How we cite our quotes: (Chapter.Paragraph)
Quote #7
If you met Franklin's pickup on the road, you forgot it the instant it was gone from your rear-view mirror. If you happened to see their shack with its tin chimney sending a pencil line of smoke into the white November sky, you overlooked it… Franklin's brother was Derek Bodin… and Derek had nearly forgotten that Franklin was still alive and in town. He had progressed beyond black sheepdom; he was totally grey. (10.201)
Franklin is a kind of vampire himself: people don't see him or remember him, because they've decided he's not there. The town's memory is selective; bits get rubbed out. Ben remembers bits that have been forgotten, which is either his doom or his salvation, depending on how you look at it.
Quote #8
Corey Bryant sank into a great forgetful river, and that river was time, and its waters were red. (10.341)

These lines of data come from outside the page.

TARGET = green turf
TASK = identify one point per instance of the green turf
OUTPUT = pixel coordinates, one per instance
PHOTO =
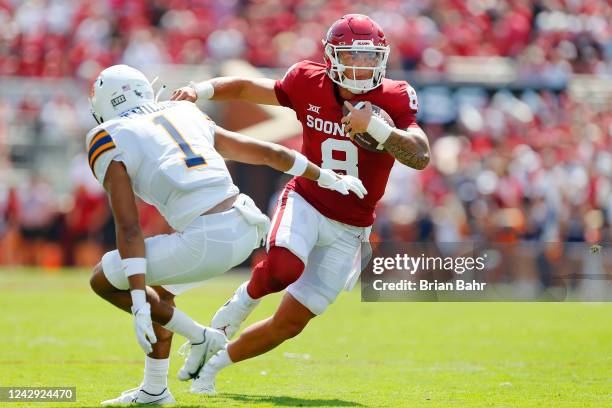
(55, 332)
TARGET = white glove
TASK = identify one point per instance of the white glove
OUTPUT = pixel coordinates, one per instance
(342, 184)
(144, 327)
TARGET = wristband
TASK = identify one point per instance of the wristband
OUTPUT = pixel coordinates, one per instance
(379, 129)
(204, 90)
(134, 266)
(299, 164)
(326, 177)
(139, 299)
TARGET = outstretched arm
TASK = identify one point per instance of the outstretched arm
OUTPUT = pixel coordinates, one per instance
(256, 90)
(238, 147)
(130, 243)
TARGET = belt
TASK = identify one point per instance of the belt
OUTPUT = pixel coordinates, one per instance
(222, 206)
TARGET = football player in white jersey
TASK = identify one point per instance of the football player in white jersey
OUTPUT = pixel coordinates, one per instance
(171, 155)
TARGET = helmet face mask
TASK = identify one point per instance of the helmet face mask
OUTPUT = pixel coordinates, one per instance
(355, 46)
(117, 89)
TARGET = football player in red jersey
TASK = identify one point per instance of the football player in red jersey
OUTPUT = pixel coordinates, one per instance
(313, 247)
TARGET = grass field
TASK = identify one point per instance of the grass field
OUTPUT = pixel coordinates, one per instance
(55, 332)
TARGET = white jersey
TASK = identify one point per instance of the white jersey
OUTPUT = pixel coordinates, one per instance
(168, 151)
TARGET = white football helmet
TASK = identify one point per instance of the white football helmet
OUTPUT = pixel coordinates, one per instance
(117, 89)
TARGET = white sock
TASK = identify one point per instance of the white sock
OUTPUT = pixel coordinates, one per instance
(185, 326)
(156, 375)
(243, 294)
(217, 362)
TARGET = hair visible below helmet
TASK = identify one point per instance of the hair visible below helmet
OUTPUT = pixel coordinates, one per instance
(356, 33)
(117, 89)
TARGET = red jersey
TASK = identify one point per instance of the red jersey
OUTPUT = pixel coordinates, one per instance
(308, 90)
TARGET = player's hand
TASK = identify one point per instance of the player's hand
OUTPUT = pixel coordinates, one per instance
(144, 328)
(186, 93)
(357, 120)
(342, 184)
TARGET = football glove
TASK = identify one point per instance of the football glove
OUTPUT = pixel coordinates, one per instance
(144, 328)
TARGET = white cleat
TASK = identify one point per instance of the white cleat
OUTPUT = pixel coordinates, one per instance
(203, 384)
(230, 316)
(140, 396)
(214, 340)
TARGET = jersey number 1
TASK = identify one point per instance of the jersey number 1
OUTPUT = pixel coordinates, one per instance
(191, 158)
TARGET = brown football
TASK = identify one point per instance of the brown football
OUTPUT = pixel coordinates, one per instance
(364, 139)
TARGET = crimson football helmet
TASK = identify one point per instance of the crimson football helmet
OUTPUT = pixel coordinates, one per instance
(356, 42)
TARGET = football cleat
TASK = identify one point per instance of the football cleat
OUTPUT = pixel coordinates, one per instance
(199, 353)
(230, 316)
(141, 396)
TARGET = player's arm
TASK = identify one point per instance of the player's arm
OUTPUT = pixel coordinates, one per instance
(256, 90)
(408, 146)
(244, 149)
(130, 243)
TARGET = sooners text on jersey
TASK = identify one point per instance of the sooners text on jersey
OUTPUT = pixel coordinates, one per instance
(307, 90)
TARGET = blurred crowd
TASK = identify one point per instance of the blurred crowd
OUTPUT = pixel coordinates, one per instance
(506, 167)
(530, 164)
(54, 38)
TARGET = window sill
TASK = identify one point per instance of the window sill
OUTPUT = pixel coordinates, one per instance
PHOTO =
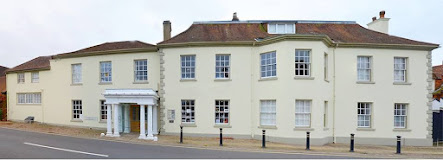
(304, 77)
(222, 79)
(365, 129)
(267, 127)
(141, 82)
(365, 82)
(188, 125)
(401, 130)
(222, 126)
(267, 78)
(402, 83)
(188, 80)
(76, 120)
(303, 129)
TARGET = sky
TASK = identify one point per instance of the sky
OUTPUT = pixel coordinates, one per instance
(29, 29)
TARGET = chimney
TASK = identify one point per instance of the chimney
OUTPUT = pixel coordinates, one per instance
(166, 30)
(234, 17)
(381, 24)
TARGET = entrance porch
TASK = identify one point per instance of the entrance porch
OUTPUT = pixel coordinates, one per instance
(131, 110)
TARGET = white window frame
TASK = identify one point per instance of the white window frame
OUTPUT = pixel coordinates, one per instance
(364, 72)
(222, 112)
(364, 115)
(289, 28)
(103, 110)
(29, 98)
(141, 70)
(77, 109)
(35, 77)
(303, 62)
(401, 68)
(303, 113)
(187, 63)
(106, 72)
(76, 70)
(20, 77)
(268, 113)
(268, 64)
(401, 111)
(188, 111)
(222, 66)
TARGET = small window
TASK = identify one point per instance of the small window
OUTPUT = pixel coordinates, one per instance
(268, 113)
(222, 66)
(141, 70)
(302, 63)
(268, 65)
(35, 78)
(400, 115)
(20, 77)
(364, 68)
(221, 111)
(188, 66)
(281, 28)
(103, 110)
(400, 69)
(364, 115)
(76, 73)
(105, 72)
(188, 111)
(302, 113)
(76, 109)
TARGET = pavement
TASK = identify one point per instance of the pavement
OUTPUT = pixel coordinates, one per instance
(23, 144)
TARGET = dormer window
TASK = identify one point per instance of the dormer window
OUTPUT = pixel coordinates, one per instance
(281, 28)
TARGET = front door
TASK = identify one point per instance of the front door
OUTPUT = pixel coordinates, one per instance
(135, 118)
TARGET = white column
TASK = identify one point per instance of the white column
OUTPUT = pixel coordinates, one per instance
(154, 122)
(108, 120)
(142, 122)
(127, 125)
(150, 135)
(116, 113)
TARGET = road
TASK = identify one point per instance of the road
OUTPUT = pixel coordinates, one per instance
(22, 144)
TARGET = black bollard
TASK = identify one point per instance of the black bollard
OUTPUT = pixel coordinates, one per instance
(221, 136)
(398, 144)
(307, 141)
(263, 143)
(352, 143)
(181, 134)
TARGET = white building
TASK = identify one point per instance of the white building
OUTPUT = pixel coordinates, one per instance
(331, 78)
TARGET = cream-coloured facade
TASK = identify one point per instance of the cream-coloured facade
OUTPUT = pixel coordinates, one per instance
(331, 89)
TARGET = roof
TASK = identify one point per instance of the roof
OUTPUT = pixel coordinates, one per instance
(112, 46)
(437, 72)
(338, 32)
(3, 71)
(39, 63)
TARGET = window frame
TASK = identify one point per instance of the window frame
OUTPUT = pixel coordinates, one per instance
(220, 72)
(369, 69)
(266, 64)
(308, 64)
(309, 113)
(136, 71)
(192, 74)
(365, 109)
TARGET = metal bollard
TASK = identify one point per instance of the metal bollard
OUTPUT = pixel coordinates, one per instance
(307, 140)
(263, 143)
(181, 134)
(352, 143)
(221, 136)
(398, 144)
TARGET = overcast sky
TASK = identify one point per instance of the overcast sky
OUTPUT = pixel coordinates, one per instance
(34, 28)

This is Corey turning into a vampire—which means he's dead. The past in this vision is a kind of shoal of dead bodies, hungry for company. But it's appealing, too, just like Ben finds the Marsten House appealing. The past is a comfort, and also it wants to eat you.
Quote #9
Where had he seen a face like that before? And it came to him, in the moment of the most extreme terror he had ever known. It was the face of Mr. Flip, his own personal bogeyman, the thing that hid in the closet during the day and came out after his mother closed the bedroom door. (14.476)
King, in this book and others, often cuts between whatever nasty thing is happening to his characters and links it to some childhood fear. These memory glimpses are disjointed: Mr. Flip could be Ben's memory, or Mark's, as easily as Callahan's. The flashbacks are less about character development and more about showing you where the book is coming from—the sort of childhood terrors that power the adult imagination.